# Where to Buy Grapes in Michigan



## Grancru (Oct 1, 2011)

Dose anyone know of additional places to purchase grapes this season in Michigan other than California Wine Grape Company? I am in Commerce and do not what to travel to far.

I am looking for Cabernet, Merlot or Pinot noir. CWGC has their Cab for $38 a case and Merlot for $36 an case.


----------



## vcasey (Oct 1, 2011)

Your best bet would be to call a local homebrew shop. They should know where you can get grapes/juice in your area.


----------



## paubin (Oct 1, 2011)

The varieties you mentioned pretty much limit you to CA. However, you can get excellent grapes in other varieties more suited to colder climates closer to you which should lower the shipping cost. NY, PA, and Ohio have many vineyards. I also am pretty sure Wi and I know Minnesota has a lot. Probably your home state also.

Pete


----------



## DBC734 (Sep 11, 2012)

I have been getting grapes from Macomb Valley Vintners, Joe Mezza. MVV is a bit of a drive from Commerce though.
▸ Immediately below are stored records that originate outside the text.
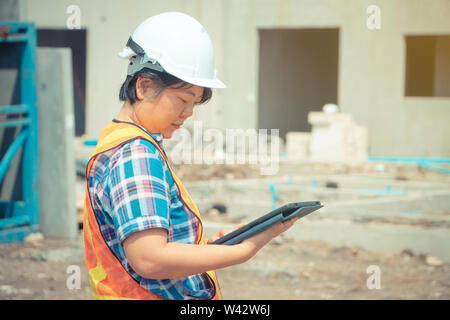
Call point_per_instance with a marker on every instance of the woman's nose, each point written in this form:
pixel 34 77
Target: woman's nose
pixel 187 112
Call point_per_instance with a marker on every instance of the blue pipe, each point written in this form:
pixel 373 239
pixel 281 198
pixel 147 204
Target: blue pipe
pixel 274 196
pixel 17 123
pixel 422 162
pixel 12 150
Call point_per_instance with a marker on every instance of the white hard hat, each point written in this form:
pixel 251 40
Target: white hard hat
pixel 176 43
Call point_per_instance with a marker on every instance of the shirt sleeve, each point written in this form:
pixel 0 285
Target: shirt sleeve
pixel 139 192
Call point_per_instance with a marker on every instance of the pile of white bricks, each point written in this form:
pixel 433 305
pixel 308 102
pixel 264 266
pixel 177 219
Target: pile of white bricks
pixel 334 138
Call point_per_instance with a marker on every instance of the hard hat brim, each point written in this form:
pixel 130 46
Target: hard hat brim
pixel 207 83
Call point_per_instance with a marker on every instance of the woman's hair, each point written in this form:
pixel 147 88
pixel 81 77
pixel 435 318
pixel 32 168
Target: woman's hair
pixel 160 82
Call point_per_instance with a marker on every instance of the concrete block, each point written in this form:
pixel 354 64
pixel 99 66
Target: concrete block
pixel 323 118
pixel 339 142
pixel 56 143
pixel 297 145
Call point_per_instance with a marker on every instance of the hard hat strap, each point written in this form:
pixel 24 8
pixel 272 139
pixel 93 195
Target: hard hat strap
pixel 141 60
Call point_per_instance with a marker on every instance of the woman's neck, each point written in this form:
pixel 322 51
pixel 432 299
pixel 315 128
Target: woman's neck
pixel 127 113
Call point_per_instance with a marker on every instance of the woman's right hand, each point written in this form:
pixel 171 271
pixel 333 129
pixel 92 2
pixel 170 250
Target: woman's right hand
pixel 253 244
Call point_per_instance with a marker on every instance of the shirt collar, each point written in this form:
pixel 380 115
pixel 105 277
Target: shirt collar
pixel 157 136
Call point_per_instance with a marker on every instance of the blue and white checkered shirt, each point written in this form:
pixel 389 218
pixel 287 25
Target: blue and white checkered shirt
pixel 131 190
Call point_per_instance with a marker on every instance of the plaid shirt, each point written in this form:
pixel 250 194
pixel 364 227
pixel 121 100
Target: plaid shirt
pixel 132 190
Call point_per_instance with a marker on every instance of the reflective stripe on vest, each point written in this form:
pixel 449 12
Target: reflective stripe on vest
pixel 109 280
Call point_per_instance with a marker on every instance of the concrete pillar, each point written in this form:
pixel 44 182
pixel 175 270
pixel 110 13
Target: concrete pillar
pixel 56 142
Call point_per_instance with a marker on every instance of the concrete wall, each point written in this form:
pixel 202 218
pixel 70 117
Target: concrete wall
pixel 297 74
pixel 371 78
pixel 57 214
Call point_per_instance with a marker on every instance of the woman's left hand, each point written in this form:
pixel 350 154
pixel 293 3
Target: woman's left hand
pixel 224 232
Joe also offers juice in the fall and spring.


----------



## MiBor (Jun 24, 2019)

http://www.macombvintnersupply.net/GrapeJuice.html

This is the place I buy CA grapes from. They are only available in the fall and you have to pre-order. They are located in Sterling Heights, close to M59.


----------



## LouisCKpasteur (Jun 24, 2019)

Mid-Michiganvintnerssupply.com is next to you in South Lyon. Don't know if they do grapes or just juice. And it's usually a fall thing like the aforementioned Macomb county one...


----------



## LouisCKpasteur (Jun 24, 2019)

Also, I know there's some Cab-Sauv grown in the southwestern corner of the state that you can buy, but I don't know if you can get it delivered (I know a guy who did, but he was ordering thousands of pounds).


----------



## MiBor (Jun 26, 2019)

Does anyone know of other wine grapes and juice distributors in the Greater Detroit area besides California Wine Grapes Co. and Macomb Vintner Supply?


----------



## LouisCKpasteur (Jun 26, 2019)

MiBor said:


> Does anyone know of other wine grapes and juice distributors in the Greater Detroit area besides California Wine Grapes Co. and Macomb Vintner Supply?
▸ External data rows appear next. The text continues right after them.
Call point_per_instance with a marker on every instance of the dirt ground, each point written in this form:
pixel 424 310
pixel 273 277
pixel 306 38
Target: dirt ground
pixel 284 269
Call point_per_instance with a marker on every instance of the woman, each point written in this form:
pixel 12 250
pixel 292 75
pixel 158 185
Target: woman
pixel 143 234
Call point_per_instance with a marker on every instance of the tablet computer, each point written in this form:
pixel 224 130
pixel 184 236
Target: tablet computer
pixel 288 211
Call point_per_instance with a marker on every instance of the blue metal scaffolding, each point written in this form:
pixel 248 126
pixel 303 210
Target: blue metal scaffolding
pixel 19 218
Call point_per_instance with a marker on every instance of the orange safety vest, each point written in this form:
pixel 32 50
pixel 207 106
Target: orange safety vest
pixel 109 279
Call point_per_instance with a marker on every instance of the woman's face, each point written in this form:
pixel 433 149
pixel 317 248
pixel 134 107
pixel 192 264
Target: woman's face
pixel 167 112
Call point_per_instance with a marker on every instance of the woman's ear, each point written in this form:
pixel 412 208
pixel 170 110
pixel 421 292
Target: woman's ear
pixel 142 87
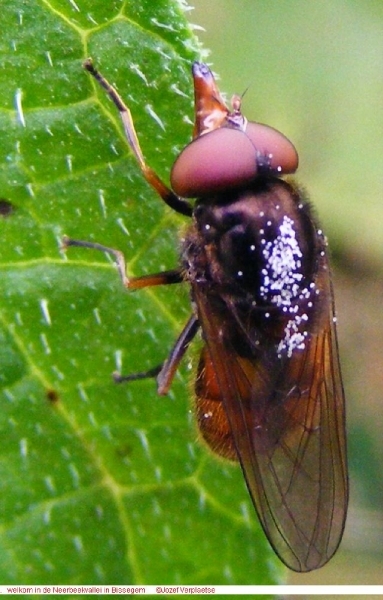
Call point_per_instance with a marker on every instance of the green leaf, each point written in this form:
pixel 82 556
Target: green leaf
pixel 101 483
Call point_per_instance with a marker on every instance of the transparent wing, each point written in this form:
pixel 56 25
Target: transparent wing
pixel 287 421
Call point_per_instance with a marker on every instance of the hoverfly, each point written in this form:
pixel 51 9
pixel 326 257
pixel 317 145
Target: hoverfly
pixel 268 386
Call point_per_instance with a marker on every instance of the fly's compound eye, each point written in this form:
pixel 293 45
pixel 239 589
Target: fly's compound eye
pixel 229 158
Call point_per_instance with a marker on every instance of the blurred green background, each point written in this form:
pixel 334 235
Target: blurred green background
pixel 314 70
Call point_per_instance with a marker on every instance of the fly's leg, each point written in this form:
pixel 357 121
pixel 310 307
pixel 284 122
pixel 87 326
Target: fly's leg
pixel 168 196
pixel 133 283
pixel 165 372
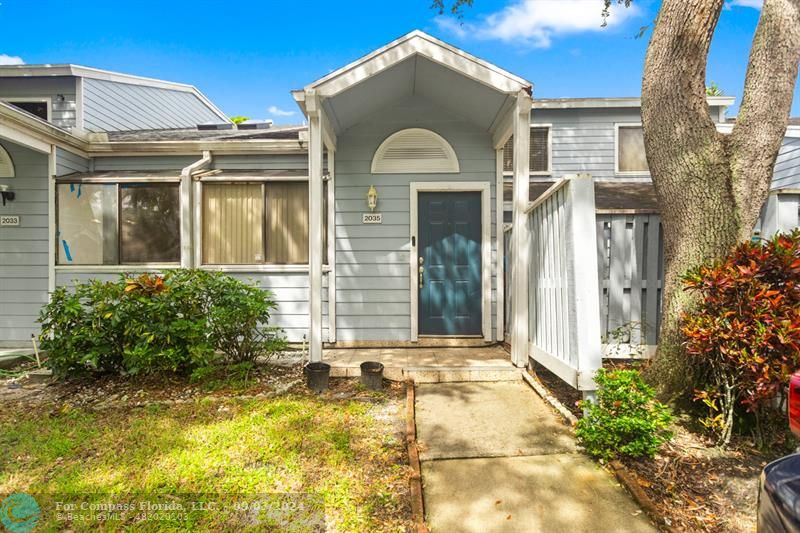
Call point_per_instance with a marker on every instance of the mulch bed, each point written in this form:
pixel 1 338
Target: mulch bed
pixel 693 485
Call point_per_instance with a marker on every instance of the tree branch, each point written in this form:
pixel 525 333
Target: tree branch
pixel 766 102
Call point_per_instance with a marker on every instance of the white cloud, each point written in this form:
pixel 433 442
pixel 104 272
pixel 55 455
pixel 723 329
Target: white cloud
pixel 536 22
pixel 755 4
pixel 278 112
pixel 10 60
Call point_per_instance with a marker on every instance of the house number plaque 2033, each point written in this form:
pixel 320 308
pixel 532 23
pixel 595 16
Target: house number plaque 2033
pixel 372 218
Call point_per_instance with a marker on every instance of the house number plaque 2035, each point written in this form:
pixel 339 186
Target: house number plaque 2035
pixel 372 218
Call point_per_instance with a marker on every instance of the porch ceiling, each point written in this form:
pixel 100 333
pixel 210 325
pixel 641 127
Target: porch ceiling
pixel 418 76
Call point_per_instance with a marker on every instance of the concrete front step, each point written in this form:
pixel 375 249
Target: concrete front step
pixel 438 374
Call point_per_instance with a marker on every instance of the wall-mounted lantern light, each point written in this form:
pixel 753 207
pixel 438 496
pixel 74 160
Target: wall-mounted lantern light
pixel 6 171
pixel 7 194
pixel 372 198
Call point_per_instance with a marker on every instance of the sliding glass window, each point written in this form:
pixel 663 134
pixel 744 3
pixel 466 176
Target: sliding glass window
pixel 255 223
pixel 118 223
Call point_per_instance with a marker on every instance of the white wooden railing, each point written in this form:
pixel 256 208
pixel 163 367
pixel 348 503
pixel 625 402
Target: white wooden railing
pixel 564 323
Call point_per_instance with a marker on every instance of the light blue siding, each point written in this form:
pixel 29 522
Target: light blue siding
pixel 144 163
pixel 787 165
pixel 114 106
pixel 372 269
pixel 60 89
pixel 23 248
pixel 261 162
pixel 583 139
pixel 290 291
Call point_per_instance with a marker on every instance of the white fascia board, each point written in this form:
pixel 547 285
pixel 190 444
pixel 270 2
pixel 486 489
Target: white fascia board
pixel 418 43
pixel 594 103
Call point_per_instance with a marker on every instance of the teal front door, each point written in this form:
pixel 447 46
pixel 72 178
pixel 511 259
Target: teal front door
pixel 450 296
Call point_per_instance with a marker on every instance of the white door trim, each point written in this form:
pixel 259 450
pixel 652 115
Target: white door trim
pixel 486 247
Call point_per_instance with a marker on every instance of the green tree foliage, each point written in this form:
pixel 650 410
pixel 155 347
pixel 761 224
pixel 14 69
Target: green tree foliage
pixel 626 419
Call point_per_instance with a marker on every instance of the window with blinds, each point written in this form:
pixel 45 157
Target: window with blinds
pixel 124 223
pixel 538 154
pixel 255 223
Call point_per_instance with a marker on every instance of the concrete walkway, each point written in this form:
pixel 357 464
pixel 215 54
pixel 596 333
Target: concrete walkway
pixel 495 457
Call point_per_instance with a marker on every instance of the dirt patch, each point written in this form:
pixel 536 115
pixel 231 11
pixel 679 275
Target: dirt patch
pixel 693 485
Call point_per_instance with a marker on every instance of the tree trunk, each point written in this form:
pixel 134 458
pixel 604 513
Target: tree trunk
pixel 710 186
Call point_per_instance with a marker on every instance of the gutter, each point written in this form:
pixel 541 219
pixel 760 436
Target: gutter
pixel 187 231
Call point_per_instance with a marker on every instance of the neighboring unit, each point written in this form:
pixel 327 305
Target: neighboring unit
pixel 400 215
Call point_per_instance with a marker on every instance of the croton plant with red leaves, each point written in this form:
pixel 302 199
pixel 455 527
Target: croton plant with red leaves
pixel 745 330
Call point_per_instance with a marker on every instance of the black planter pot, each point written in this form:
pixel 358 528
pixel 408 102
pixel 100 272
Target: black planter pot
pixel 317 376
pixel 372 375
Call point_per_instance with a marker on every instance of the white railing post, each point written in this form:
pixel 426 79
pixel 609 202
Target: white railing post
pixel 583 288
pixel 520 238
pixel 316 125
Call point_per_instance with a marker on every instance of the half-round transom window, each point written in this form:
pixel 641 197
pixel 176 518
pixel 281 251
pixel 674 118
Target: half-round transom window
pixel 6 164
pixel 416 151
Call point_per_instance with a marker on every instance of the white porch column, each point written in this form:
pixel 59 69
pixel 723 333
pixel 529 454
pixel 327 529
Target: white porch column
pixel 315 154
pixel 519 243
pixel 500 236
Mid-Michigan offers juice pickup in New Hudson/South Lyon area. These are juices though, not grapes. https://mid-michiganvintnersupply.com/wake-making-tips/


----------



## winojoe (Aug 20, 2019)

There are really only three places in the Detroit area to get grapes: Macomb Vintner Supply (Sterling Heights), California Wine Grape Company (Southwest Detroit) and Ventimiglia Market (Sterling Heights).

Some people in the Detroit area opt to go to Canada (Windsor) for grapes from Borrelli's. I have heard the grape costs are cheaper, but you have deal with the U.S. Customs, which is not really a big deal.

Buyer beware when dealing with California WIne Grape Company.


----------



## sour_grapes (Aug 20, 2019)

Deleted because WinoJoe amended his post to remove content that I questioned. Thanks, Joe.


----------



## MiBor (Sep 6, 2019)

I was looking to buy some locally grown Michigan grapes this year, in addition to the CA grapes that I buy and process every year, but a few of my friends told me that this year's local crops have been compromised and are not expected to make very good wine. The weather has been weird this year and I think they may be right about the grapes. I'll probably still go to Paw Paw and check out the grapes myself, but I won't buy any if they are low sugar -very high acidity in all varietals, as they've been described to me. I'll just wait until next year.
Meanwhile, the CA grapes and juice pre-order has started at Macomb Vintner Supply in Sterling Heights, which I believe it is a safer bet for this year's wine making season.


----------



## Cellar Door (Sep 7, 2019)

MiBor said:


> I was looking to buy some locally grown Michigan grapes this year, in addition to the CA grapes that I buy and process every year, but a few of my friends told me that this year's local crops have been compromised and are not expected to make very good wine. The weather has been weird this year and I think they may be right about the grapes. I'll probably still go to Paw Paw and check out the grapes myself, but I won't buy any if they are low sugar -very high acidity in all varietals, as they've been described to me. I'll just wait until next year.
> Meanwhile, the CA grapes and juice pre-order has started at Macomb Vintner Supply in Sterling Heights, which I believe it is a safer bet for this year's wine making season.


Have you looked in Berrien County? There are a bunch of vineyards here, with several wineries, perhaps they sell excess grapes?


----------